Repositioning techniques such as the 90/90 balloon blow exercise are often done twice a day and are usually recommended prior to a recreational activity or sport. All techniques incorporate a respiration component to them, an exhalation followed by an inhalation phase. This reflects the value and focus of respiration as the cornerstone of PR. All the techniques have face validity, just as a quadriceps set has face validity for recruiting quadriceps muscles, or a passive straight leg raise position for lengthening hamstrings. All the techniques reflect a thorough application of basic science, particularly anatomy, biomechanics, physiology and motor control. Literature evidence supporting the basic science knowledge and didactic anatomy, biomechanics, physiology and motor control have been used by Hruska for the creative development of the techniques for repositioning, altering or restoring position/posture and retraining or maintaining it.
The typical range for the duration of an episode of physical therapy care using PR is 2–15 visits, with an average of seven. Follow-up visits typically occur once every two weeks and last about an hour. Physical therapists trained in PR expect noticeable results in at least four visits, which may include a favourable change in examination tests and measures, functional limitations, and/or disabilities and/or patient satisfaction. Most patients can feel a difference in their bodies very quickly, if not immediately, and are therefore motivated to be adherent to a home program.

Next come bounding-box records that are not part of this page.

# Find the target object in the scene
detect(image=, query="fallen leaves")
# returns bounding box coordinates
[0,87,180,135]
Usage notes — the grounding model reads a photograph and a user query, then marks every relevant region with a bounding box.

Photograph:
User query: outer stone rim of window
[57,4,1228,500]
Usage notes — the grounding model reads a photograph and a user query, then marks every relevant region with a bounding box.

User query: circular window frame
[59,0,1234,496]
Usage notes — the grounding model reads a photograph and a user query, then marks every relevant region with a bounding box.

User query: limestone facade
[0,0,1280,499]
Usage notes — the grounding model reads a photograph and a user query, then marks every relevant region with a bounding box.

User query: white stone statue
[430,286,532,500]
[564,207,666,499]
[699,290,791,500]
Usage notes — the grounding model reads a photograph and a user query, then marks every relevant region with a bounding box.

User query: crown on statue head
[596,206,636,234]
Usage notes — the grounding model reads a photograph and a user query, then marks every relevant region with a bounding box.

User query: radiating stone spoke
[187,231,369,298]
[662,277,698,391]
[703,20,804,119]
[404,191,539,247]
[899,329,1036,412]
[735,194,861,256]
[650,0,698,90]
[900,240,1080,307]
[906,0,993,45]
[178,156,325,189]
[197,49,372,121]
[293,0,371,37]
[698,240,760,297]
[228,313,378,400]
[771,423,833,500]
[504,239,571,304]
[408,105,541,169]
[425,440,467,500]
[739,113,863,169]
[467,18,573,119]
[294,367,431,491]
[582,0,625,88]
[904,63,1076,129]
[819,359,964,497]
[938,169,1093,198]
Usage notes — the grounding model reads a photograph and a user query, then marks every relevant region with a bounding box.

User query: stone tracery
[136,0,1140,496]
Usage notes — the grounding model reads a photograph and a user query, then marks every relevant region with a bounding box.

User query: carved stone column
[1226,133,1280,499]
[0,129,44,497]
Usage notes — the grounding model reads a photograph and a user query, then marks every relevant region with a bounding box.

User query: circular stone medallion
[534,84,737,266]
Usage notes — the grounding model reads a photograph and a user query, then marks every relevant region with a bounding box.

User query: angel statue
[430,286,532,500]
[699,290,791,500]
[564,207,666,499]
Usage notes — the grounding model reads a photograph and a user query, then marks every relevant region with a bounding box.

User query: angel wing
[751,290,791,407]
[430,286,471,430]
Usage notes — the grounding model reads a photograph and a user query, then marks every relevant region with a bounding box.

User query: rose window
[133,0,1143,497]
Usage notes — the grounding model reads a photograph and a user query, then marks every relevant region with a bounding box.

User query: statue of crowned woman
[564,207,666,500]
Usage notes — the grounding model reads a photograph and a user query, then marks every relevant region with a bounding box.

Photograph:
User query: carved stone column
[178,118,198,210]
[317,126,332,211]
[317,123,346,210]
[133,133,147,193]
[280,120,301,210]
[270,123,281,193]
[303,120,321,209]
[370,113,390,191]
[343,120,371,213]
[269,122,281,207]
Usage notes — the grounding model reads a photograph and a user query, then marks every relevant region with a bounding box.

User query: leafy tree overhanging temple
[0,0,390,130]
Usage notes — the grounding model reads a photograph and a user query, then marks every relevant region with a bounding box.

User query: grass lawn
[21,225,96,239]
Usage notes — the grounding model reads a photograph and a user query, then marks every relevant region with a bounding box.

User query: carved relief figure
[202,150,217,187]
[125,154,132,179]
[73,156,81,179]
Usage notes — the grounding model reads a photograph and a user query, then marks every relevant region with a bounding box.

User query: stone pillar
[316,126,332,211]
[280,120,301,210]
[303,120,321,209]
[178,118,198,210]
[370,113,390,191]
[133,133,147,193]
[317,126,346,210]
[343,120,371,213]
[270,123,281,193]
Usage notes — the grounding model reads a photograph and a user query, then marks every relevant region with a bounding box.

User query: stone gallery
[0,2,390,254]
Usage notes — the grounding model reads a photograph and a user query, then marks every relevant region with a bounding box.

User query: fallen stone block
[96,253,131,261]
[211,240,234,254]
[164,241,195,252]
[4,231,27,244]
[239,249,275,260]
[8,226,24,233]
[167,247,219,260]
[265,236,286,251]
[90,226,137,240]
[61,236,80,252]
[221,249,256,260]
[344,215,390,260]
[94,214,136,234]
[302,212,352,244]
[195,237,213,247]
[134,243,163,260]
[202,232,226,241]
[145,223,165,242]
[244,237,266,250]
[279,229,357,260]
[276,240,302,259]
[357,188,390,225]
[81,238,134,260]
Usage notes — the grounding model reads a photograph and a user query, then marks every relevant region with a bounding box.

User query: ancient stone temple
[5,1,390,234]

If a patient does not achieve noticeable results quickly, the therapist will refer the patient back to a physician for possible diagnostic imaging and/or surgery. Referrals also occur between the physical therapist and other health practitioners such as neurooptometrists, dentists and podiatrists. These interdisciplinary relationships are based on the recognition and belief of PRC Physical Therapists in the relationship between posture and teeth, between posture and feet, and between posture and vision.
This article is provided for the information of Musculoskeletal Physiotherapy Australia (MPA) members and should not be construed as an endorsement of Postural Restoration by MPA or the Australian Physiotherapy Association.